Dr. Luisa Rebull is a research astronomer at the NASA/IPAC Infrared Science Archive (IRSA) at Caltech. She has always wanted to be an astronomer, ever since she was very little. She got her undergraduate degree in physics from the College of William and Mary in Virginia, and her graduate degrees in astronomy and astrophysics from the University of Chicago. She did a postdoc at JPL as a NRC fellow in 2001, and has been on the science staff at IPAC since 2002. Her research focuses on the formation of young, low-mass stars all over our Galaxy (stars ~1 to 50 million years old) and in understanding how stellar rotation changes over the first billion years of a star’s life. Both star formation and the evolution of rotation rates tell us more about how and when stars form planets. She used infrared space-based telescopes as well as many other wavelengths and other telescopes (both ground- and space-based).

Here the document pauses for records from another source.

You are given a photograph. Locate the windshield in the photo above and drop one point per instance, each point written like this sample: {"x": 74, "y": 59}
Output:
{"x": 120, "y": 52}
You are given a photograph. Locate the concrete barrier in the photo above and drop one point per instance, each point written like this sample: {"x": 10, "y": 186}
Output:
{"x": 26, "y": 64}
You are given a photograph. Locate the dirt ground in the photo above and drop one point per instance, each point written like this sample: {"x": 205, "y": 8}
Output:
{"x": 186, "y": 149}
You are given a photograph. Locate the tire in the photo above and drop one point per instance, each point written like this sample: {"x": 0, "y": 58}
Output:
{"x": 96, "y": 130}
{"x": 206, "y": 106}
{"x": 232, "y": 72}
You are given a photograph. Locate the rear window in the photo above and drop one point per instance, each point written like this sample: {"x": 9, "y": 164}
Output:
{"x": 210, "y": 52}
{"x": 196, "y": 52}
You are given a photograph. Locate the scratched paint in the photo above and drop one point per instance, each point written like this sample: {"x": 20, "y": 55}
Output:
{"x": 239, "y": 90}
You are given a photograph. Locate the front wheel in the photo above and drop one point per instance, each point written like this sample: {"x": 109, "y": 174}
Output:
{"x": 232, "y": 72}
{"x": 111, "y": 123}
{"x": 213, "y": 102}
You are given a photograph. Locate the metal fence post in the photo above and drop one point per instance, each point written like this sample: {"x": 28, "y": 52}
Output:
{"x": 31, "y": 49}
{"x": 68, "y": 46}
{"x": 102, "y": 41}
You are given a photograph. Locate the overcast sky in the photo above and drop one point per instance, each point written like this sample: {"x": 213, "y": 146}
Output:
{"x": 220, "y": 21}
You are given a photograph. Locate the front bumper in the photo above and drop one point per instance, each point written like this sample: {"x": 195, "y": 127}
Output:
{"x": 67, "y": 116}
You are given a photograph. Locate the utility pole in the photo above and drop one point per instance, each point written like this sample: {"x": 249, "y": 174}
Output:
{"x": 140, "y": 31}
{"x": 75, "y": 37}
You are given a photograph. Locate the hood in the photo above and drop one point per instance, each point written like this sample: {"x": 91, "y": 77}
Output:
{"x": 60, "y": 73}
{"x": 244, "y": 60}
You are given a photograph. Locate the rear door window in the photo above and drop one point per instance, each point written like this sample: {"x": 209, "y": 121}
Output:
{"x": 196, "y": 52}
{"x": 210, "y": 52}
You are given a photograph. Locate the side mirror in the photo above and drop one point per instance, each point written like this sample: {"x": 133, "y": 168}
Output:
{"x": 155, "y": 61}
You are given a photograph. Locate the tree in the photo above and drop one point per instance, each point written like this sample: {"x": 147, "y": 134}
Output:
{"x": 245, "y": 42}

Dr. Laura Brenneman received her Ph.D. in astronomy from the University of Maryland in 2007 based on groundbreaking work in making the first measurements of the angular momenta of supermassive black holes (SMBHs) in active galactic nuclei (AGN). She has been a staff scientist at the Smithsonian Astrophysical Observatory since April 2014, continuing her research into black hole spin both observationally and theoretically and working toward an understanding of how AGN and their SMBHs co-evolve through the processes of accretion and energetic outflows. Dr. Brenneman has published over 50 refereed papers in scholarly journals, as well as a cover article in Sky & Telescope magazine (May 2011) and a SpringerBrief on measuring SMBH spin in AGN (2013). She has given invited talks at more than 30 international conferences, and in May 2017, she addressed the U.S. House of Representatives Space Science Subcommittee for NASA’s “Space on the Hill” seminar series, discussing black holes. Dr. Brenneman has leadership roles on several present, upcoming and proposed X-ray observatories, including XMM-Newton, NuSTAR, XRISM, Arcus, Athena, STROBE-X and Lynx. She currently serves on the Executive Committee of the American Astronomical Society’s High Energy Astrophysics Division, and she was named to the NASA Astrophysics Advisory Committee in 2018.
Dr. Regina Caputo received her Ph.D. in physics from Stony Brook University in 2011 in experimental particle physics on the ATLAS experiment. Her research focused on searching for evidence of physics beyond the Standard Model and in particular understanding the particle nature of dark matter. She entered the world of gamma-ray astrophysics in 2014 as a postdoctoral researcher at the University of California, Santa Cruz where she continued her work on searches for signatures of dark matter. She is currently a research astrophysicist at NASA’s Goddard Space Flight Center studying the most extreme events in the universe through gamma rays. She is serving as the Analysis Coordinator for the Large Area Telescope (LAT) Collaboration on the Fermi Gamma-ray Space Telescope, which is currently celebrating its 10th year in orbit. Her research interests not only include understanding of the extreme universe with current gamma-ray telescopes but also developing future space-based gamma-ray missions.